Under the default settings, HashingVectorizer
normalizes your feature vectors to unit Euclidean length:
>>> text = "foo bar baz quux bla"
>>> X = HashingVectorizer(n_features=8).transform([text])
>>> X.toarray()
array([[-0.57735027, 0. , 0. , 0. , 0.57735027,
0. , -0.57735027, 0. ]])
>>> scipy.linalg.norm(np.abs(X.toarray()))
1.0
Setting binary=True
only postpones this normalization until after binarizing the features, i.e. setting all the non-zero ones to one.
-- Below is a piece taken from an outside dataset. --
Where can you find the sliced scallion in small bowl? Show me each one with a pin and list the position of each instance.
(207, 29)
You also have to set norm=None
to turn it off:
>>> X = HashingVectorizer(n_features=8, binary=True).transform([text])
>>> X.toarray()
array([[ 0.5, 0. , 0. , 0. , 0.5, 0.5, 0.5, 0. ]])
>>> scipy.linalg.norm(X.toarray())
1.0
>>> X = HashingVectorizer(n_features=8, binary=True, norm=None).transform([text])
>>> X.toarray()
array([[ 1., 0., 0., 0., 1., 1., 1., 0.]])
This is also why it's returning float
arrays: normalization requires them. While the vectorizer could be rigged to return another dtype, that would require conversion inside the transform
method and probably one back to float in the next estimator.